At the end of probation, you have a paper trail showing: here’s what we expected, here’s what we trained, here’s how the employee performed.
That paper trail is your defense if termination becomes necessary.
Paper DORs: The Problem Most Agencies Have
A DOR (Daily Observation Record) is where FTOs document their assessment of the new hire’s performance on that shift.
Many agencies require DORs. Many FTOs complete them. But often, the DORs are handwritten notes, sometimes illegible, lacking any consistent format.
“New hire did good. Handled two calls, both appropriate care. No concerns” is a DOR.
Or sometimes they’re not really honest. An FTO might be reluctant to write down concerns because they don’t want to hurt the person or they think the problems will work themselves out.
Or the problems are there but they’re vague: “Decision-making needs work” without specifics about what decision and why it was problematic.
This is where the paper trail fails. You have documentation, but it’s not useful documentation. It doesn’t clearly show the new hire’s performance trajectory. It doesn’t support termination if that becomes necessary.

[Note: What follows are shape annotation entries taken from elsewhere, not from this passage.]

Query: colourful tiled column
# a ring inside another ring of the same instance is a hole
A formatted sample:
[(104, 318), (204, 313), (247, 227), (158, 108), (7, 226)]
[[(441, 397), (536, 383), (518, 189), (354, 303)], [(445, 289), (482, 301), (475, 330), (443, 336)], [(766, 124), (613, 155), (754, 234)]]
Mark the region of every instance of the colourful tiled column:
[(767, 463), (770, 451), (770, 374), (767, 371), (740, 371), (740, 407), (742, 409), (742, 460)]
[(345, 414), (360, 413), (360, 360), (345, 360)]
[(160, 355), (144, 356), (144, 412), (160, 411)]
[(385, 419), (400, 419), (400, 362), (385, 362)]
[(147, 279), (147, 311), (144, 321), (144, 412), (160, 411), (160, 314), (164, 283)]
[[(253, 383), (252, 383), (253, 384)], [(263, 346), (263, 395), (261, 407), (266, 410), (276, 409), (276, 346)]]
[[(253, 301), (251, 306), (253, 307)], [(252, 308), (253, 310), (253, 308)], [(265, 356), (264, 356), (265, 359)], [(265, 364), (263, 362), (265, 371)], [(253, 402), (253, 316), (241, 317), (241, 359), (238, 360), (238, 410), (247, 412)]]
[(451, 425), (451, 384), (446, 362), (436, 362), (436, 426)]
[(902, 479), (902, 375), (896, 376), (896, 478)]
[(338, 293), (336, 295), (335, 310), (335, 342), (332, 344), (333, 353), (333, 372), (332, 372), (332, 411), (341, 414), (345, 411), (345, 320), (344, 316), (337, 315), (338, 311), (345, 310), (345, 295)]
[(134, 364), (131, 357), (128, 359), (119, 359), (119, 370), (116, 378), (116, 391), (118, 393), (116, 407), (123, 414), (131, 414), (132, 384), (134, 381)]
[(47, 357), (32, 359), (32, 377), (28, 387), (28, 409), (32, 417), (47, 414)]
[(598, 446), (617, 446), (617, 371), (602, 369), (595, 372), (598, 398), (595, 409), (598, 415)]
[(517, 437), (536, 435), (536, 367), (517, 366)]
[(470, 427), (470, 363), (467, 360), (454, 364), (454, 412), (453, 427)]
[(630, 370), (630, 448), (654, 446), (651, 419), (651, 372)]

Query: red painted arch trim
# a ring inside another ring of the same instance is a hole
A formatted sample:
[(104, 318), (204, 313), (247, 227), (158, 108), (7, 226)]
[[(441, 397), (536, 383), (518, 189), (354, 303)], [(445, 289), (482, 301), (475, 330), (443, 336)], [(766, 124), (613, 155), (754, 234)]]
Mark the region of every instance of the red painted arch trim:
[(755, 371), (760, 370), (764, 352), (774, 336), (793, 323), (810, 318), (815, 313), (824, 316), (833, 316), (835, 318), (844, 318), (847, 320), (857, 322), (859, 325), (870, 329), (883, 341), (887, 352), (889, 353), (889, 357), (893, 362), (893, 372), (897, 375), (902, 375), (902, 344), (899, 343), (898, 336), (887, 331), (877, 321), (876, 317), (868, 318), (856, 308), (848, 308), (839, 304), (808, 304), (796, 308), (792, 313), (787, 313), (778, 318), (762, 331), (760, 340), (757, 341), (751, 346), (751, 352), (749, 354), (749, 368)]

Good DORs include: what calls the new hire handled, what they did well, what needs improvement, and specific examples.
“New hire assessed chest pain patient appropriately, obtained good history, applied 12-lead EKG correctly, communicated findings to medical direction clearly.”

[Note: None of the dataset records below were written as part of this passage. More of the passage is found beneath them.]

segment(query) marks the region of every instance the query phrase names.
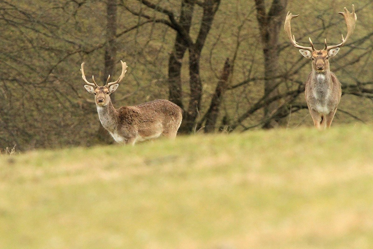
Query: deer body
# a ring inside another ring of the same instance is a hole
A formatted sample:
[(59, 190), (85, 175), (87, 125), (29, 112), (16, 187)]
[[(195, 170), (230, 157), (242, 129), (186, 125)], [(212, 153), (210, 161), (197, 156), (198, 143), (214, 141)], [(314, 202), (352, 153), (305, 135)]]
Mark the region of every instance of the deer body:
[(122, 73), (113, 82), (99, 86), (85, 79), (82, 63), (82, 77), (87, 84), (84, 87), (95, 95), (98, 118), (102, 126), (117, 143), (132, 145), (137, 141), (156, 138), (163, 135), (174, 138), (181, 123), (182, 110), (176, 105), (166, 99), (159, 99), (134, 106), (114, 108), (110, 95), (118, 86), (117, 83), (127, 71), (125, 63), (122, 63)]
[(306, 81), (305, 93), (315, 126), (330, 127), (342, 95), (341, 83), (334, 74), (313, 70)]
[(342, 95), (341, 83), (335, 75), (330, 71), (329, 58), (335, 56), (339, 51), (339, 48), (345, 44), (354, 32), (357, 19), (353, 4), (352, 13), (350, 13), (345, 8), (344, 11), (339, 13), (343, 16), (347, 25), (346, 39), (342, 35), (342, 42), (332, 46), (328, 46), (325, 39), (325, 47), (320, 50), (315, 49), (310, 38), (311, 46), (305, 47), (299, 45), (294, 36), (292, 35), (290, 22), (292, 18), (299, 15), (293, 15), (289, 11), (284, 26), (293, 45), (301, 49), (299, 51), (303, 56), (312, 60), (312, 71), (308, 74), (306, 81), (305, 93), (314, 124), (319, 129), (330, 127)]
[(165, 99), (116, 109), (111, 101), (96, 106), (101, 124), (117, 143), (133, 144), (161, 135), (175, 138), (181, 123), (181, 109)]

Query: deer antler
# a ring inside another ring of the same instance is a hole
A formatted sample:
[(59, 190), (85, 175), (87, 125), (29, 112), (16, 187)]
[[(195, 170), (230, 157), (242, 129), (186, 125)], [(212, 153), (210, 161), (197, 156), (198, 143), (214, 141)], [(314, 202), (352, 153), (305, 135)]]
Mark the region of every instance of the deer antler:
[(127, 64), (126, 64), (125, 62), (123, 62), (122, 61), (120, 61), (120, 63), (122, 63), (122, 74), (120, 74), (120, 76), (119, 76), (119, 78), (115, 82), (110, 82), (108, 83), (108, 82), (109, 81), (109, 79), (110, 78), (110, 76), (107, 78), (107, 80), (106, 81), (106, 84), (105, 86), (110, 86), (112, 85), (113, 85), (115, 84), (116, 84), (117, 83), (119, 83), (122, 79), (123, 79), (124, 77), (124, 74), (126, 73), (126, 72), (127, 71), (127, 70), (126, 68), (128, 67), (127, 66)]
[(88, 81), (87, 80), (87, 79), (85, 79), (85, 76), (84, 75), (84, 62), (82, 63), (82, 64), (81, 65), (81, 68), (80, 68), (80, 71), (81, 71), (82, 72), (82, 78), (83, 78), (83, 80), (84, 81), (84, 82), (85, 82), (87, 85), (89, 85), (90, 86), (91, 86), (94, 87), (98, 86), (98, 85), (97, 84), (96, 84), (96, 82), (94, 81), (94, 78), (93, 77), (93, 75), (92, 75), (92, 79), (93, 80), (93, 82), (94, 82), (94, 84), (88, 82)]
[(354, 30), (355, 29), (355, 25), (356, 23), (357, 17), (356, 16), (356, 14), (355, 13), (355, 6), (354, 6), (354, 4), (352, 5), (352, 12), (351, 13), (350, 13), (348, 10), (345, 7), (344, 12), (338, 12), (338, 14), (340, 14), (343, 16), (343, 17), (345, 18), (345, 21), (346, 24), (347, 25), (347, 34), (346, 36), (345, 39), (343, 37), (343, 35), (342, 35), (342, 42), (338, 45), (327, 46), (326, 39), (325, 39), (325, 47), (324, 49), (327, 51), (330, 50), (333, 48), (339, 48), (346, 44), (346, 41), (347, 40), (350, 36), (354, 33)]
[(298, 43), (295, 41), (295, 38), (294, 36), (291, 35), (291, 27), (290, 24), (290, 21), (293, 18), (297, 17), (299, 16), (299, 15), (293, 15), (290, 13), (290, 11), (288, 12), (288, 14), (286, 15), (286, 19), (285, 20), (285, 24), (284, 25), (283, 27), (284, 29), (285, 29), (285, 32), (286, 33), (288, 37), (290, 39), (291, 44), (294, 47), (298, 48), (300, 48), (301, 49), (308, 50), (311, 52), (314, 51), (315, 50), (315, 48), (313, 47), (313, 44), (312, 43), (312, 41), (311, 40), (311, 38), (310, 38), (310, 42), (311, 43), (311, 47), (303, 47), (299, 45)]

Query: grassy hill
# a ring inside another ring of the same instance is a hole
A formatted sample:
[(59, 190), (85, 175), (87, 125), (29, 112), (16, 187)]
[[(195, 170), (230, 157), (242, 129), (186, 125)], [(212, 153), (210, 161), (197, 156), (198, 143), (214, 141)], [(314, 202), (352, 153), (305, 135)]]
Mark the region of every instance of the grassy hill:
[(372, 134), (275, 130), (3, 155), (0, 247), (371, 247)]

And separately: “New hire’s documentation was incomplete on one pediatric call—missed noting caregiver contact information and did not clarify fall mechanism. Discussed with hire; she acknowledged protocol and will focus on this area.”

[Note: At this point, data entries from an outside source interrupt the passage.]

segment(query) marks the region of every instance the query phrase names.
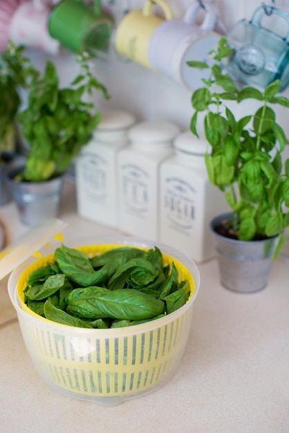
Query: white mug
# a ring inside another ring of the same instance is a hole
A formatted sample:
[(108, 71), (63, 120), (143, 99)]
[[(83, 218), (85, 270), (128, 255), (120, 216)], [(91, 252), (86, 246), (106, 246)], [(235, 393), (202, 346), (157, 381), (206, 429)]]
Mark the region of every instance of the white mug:
[(212, 31), (218, 18), (216, 8), (212, 4), (206, 3), (204, 19), (198, 25), (197, 15), (201, 8), (199, 3), (194, 3), (187, 10), (183, 19), (162, 22), (154, 31), (149, 47), (153, 68), (190, 90), (199, 85), (201, 78), (198, 70), (194, 71), (187, 62), (205, 61), (205, 55), (216, 46), (220, 37)]
[(20, 45), (57, 54), (60, 43), (51, 37), (47, 28), (50, 12), (50, 9), (45, 8), (35, 9), (30, 2), (21, 4), (10, 23), (10, 39)]

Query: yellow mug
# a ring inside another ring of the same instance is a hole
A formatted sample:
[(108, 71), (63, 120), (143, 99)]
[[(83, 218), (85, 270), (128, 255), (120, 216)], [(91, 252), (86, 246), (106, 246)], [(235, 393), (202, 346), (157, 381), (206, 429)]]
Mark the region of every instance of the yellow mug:
[(153, 15), (154, 4), (162, 9), (165, 19), (173, 18), (171, 8), (164, 0), (148, 0), (142, 10), (136, 9), (125, 15), (116, 30), (114, 42), (118, 54), (151, 69), (149, 42), (156, 28), (165, 21)]

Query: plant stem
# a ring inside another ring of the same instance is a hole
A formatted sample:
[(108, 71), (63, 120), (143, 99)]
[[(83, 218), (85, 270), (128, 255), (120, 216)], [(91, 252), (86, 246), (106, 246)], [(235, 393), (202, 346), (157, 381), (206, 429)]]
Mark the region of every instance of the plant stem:
[(264, 105), (263, 106), (262, 113), (261, 113), (260, 122), (259, 124), (259, 128), (258, 128), (258, 132), (257, 132), (257, 140), (256, 142), (257, 150), (260, 150), (261, 133), (263, 129), (263, 123), (264, 122), (266, 106), (267, 106), (266, 102), (265, 102)]

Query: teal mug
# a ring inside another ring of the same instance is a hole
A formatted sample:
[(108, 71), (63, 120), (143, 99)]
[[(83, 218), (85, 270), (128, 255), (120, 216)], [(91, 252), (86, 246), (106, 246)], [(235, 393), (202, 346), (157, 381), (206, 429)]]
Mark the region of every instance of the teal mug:
[[(279, 79), (283, 91), (289, 84), (289, 14), (272, 8), (267, 20), (265, 15), (260, 6), (250, 21), (241, 19), (228, 33), (233, 55), (224, 66), (229, 74), (250, 85), (265, 87)], [(268, 26), (268, 18), (279, 23), (276, 30)], [(285, 36), (279, 34), (283, 29)]]
[(93, 55), (107, 50), (112, 26), (100, 0), (94, 0), (93, 8), (82, 0), (62, 0), (52, 9), (48, 23), (49, 34), (62, 45)]

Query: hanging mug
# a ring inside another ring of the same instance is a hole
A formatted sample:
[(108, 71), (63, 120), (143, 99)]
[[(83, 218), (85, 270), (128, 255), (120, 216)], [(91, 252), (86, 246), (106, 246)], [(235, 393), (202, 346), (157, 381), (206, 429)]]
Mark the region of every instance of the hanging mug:
[(57, 54), (60, 44), (51, 37), (47, 29), (50, 10), (34, 8), (30, 2), (20, 4), (9, 25), (9, 38), (17, 44)]
[(265, 87), (279, 79), (283, 91), (289, 84), (289, 14), (272, 8), (268, 17), (281, 19), (287, 27), (285, 37), (264, 26), (265, 15), (265, 8), (258, 8), (250, 21), (241, 19), (227, 34), (234, 53), (224, 66), (229, 74), (248, 84)]
[(127, 13), (120, 21), (115, 36), (115, 48), (120, 55), (151, 68), (149, 45), (156, 28), (165, 20), (153, 15), (153, 6), (162, 8), (165, 20), (173, 18), (169, 6), (163, 0), (147, 0), (142, 10)]
[(108, 48), (112, 21), (104, 15), (100, 0), (93, 9), (82, 0), (62, 0), (52, 9), (48, 21), (50, 35), (75, 53), (97, 54)]
[(218, 17), (213, 5), (206, 5), (203, 21), (197, 24), (202, 6), (192, 5), (183, 19), (164, 21), (154, 31), (149, 43), (149, 59), (154, 69), (183, 84), (190, 90), (198, 86), (203, 71), (194, 71), (187, 62), (204, 61), (217, 45), (220, 36), (212, 32)]

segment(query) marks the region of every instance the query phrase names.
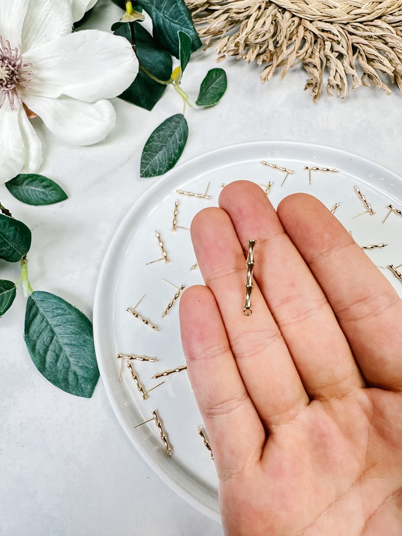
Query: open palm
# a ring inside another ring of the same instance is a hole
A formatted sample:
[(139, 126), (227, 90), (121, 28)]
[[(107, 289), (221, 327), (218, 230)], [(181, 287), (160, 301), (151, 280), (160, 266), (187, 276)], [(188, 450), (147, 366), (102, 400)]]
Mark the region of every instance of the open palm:
[[(234, 536), (402, 535), (402, 302), (337, 219), (226, 187), (191, 236), (188, 373)], [(257, 240), (252, 314), (243, 312)]]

That’s specific. It’s honest. It documents both strengths and areas for improvement.
The Cost of a Bad Hire You Can’t Terminate
Here’s the financial impact of a probationary period that’s undocumented:
You go through 90 days of onboarding. You invest 400+ hours of FTO time. You pay the new hire for 90 days of work. Then you decide the hire isn’t working out. But because your probationary documentation is weak, they successfully argue they were never properly trained or evaluated.
Now you either have to keep them (and spend the next year trying to remediate) or face a wrongful termination claim.
Remediating takes time and money and often doesn’t work. A paramedic you decided wasn’t ready after 90 days rarely becomes competent later without something fundamental changing.
A wrongful termination claim costs legal fees and settlement costs.
Both are expensive. Neither happens if your probationary documentation is solid.
Where to Start
If your current FTO program is undocumented or inconsistent, rebuild it.
First: Write your expectations. Define what competency looks like for a paramedic at the end of probation. Use specific, measurable behaviors.
Second: Create your training curriculum. Outline what every new hire will learn, in what order, over the probationary period.
Third: Redesign your DOR. Create a simple form that FTOs actually use. Include space for specific observations, not just general impressions. Train FTOs to complete it consistently.
Fourth: Make probation structured. Don’t let new hires bounce between stations randomly. Assign them to specific stations and FTOs for defined periods. Give them predictable schedules so they can actually learn.
Fifth: Conduct regular evaluations. Not just at the end. Meet with the new hire monthly (or more frequently) to give feedback and discuss progress.
This takes time to set up. But it pays for itself the first time you avoid a wrongful termination claim.
The Bottom Line
The first 90 days are when new hires learn whether they can do the job and whether they want to stay. If that period is inconsistent and undocumented, you lose your legal protection in probation and you lose the opportunity to catch problems early.
Create clear expectations. Deliver consistent training. Document it all. That’s what allows you to make confident keep/no-keep decisions and defend those decisions if necessary.